People on streets denounce new taxes of Rs 40 billion


Islamabad: People on the Streets denounce mini budget of Rs. 40 billion, and Islamabad Chamber of Commerce and Industry (ICCI) has warned that this new budget will not only destabilise tax structure but “will multiply poverty and unemployment too.”
In the backdrop of pre-conditions by the International Monetary Fund (IMF), Finance Minister Ishaq Dar on December 1 this year levied what is largely seen “mini budget” with five to 10% duty on import of 61 items while announcing increase in duty up to five percent on 289 items.
In addition, Dar levied one percent custom duty on thousands of items. But President ICCI Atif Ikram Sheikh predicted, “The mini budget will increase disparity in distribution of wealth which will result in increased poverty and unemployment.”
Sheikh said the new measure has increased government’s dependence on indirect taxation which was already tilted heavily on the wrong side.

In his chat with News Lens Pakistan, Izhar Abbasi 45, a cloth merchant in the congested Rawalpindi city, complained his business has received great setback since the government has imposed the news taxes.

“You know, transporters increase fare whenever the government announces new taxes and the ultimate burden shifts to common people,” he added.

Small traders have to sell their commodities with higher prices to adjust new taxes and again common buyers have to bear the brunt, he added.

When contacted, Dr. Anwar Shah, assistant professor, School of Economics Quaid-i-Azam University Islamabad and expert on economic affairs, told News Lens Pakistan that the government should impose direct taxes on wealthy people instead.

Likewise, he said the government should charge tax on the profit of firms. “The advantage of such taxes is that firm cannot pass on the burden to consumers,” Shah suggested.

President ICCI said the country is experiencing regressive tax system and almost 70% of taxes are collected through indirect taxation. “The Federal Board of Revenue (FBR) should enforce a proper direct taxation system to hold elite responsible to discharge national obligations and give some space to the poor class,” he proposed.

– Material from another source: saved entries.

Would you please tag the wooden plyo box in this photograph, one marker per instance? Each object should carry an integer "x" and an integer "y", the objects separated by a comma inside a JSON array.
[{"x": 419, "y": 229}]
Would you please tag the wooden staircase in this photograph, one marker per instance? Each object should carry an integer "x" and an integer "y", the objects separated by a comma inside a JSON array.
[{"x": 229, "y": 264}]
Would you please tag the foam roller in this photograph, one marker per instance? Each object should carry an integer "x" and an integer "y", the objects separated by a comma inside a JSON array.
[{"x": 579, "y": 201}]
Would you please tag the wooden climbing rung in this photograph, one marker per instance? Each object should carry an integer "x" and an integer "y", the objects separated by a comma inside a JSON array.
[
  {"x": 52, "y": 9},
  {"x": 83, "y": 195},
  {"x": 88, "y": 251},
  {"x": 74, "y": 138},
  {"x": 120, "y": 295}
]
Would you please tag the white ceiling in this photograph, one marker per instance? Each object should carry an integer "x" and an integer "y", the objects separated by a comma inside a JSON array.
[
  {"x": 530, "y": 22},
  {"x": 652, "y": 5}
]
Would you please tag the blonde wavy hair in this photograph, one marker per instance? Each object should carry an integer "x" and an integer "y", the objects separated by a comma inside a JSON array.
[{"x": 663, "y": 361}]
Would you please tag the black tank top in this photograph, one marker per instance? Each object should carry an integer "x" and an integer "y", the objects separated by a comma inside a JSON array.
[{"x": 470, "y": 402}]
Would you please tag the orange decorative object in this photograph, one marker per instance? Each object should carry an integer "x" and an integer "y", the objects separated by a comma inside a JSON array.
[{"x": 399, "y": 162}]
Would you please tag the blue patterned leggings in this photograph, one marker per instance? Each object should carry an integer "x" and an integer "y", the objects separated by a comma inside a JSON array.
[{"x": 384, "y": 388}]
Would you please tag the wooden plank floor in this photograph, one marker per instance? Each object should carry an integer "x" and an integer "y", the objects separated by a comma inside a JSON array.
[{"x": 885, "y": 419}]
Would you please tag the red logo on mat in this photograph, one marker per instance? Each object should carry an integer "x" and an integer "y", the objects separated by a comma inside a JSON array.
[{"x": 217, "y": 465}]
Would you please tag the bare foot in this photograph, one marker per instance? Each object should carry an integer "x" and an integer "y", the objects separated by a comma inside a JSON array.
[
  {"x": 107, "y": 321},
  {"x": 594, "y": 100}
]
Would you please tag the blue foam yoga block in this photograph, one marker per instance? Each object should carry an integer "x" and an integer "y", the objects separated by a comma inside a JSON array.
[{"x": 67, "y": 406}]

Sheikh said around 140 million mobile subscribers are paying around 34.5 percent of the whole tax revenue as tax despite the fact that earning of majority does not fall under the taxable incomes.

Amjad Hussain, a student of 10th class, said that it is really difficult to afford use of mobile because pay phone companies cut Rs. 25 as tax on loading a card of Rs. 100.

Sheikh went on to say out of 15 million rich and 25 million upper middle class nearly half a million file returns which is ample proof that there is something wrong with the system.

Dr. Murtaza Mughal, president Pakistan Economy Watch (PEC)— an independent forum on the world economy with a focus on Pakistan, said that imposition of additional taxes to show improved collection is not acceptable. “The system continues to support rich on the cost of poor widening the income gap,” he rued.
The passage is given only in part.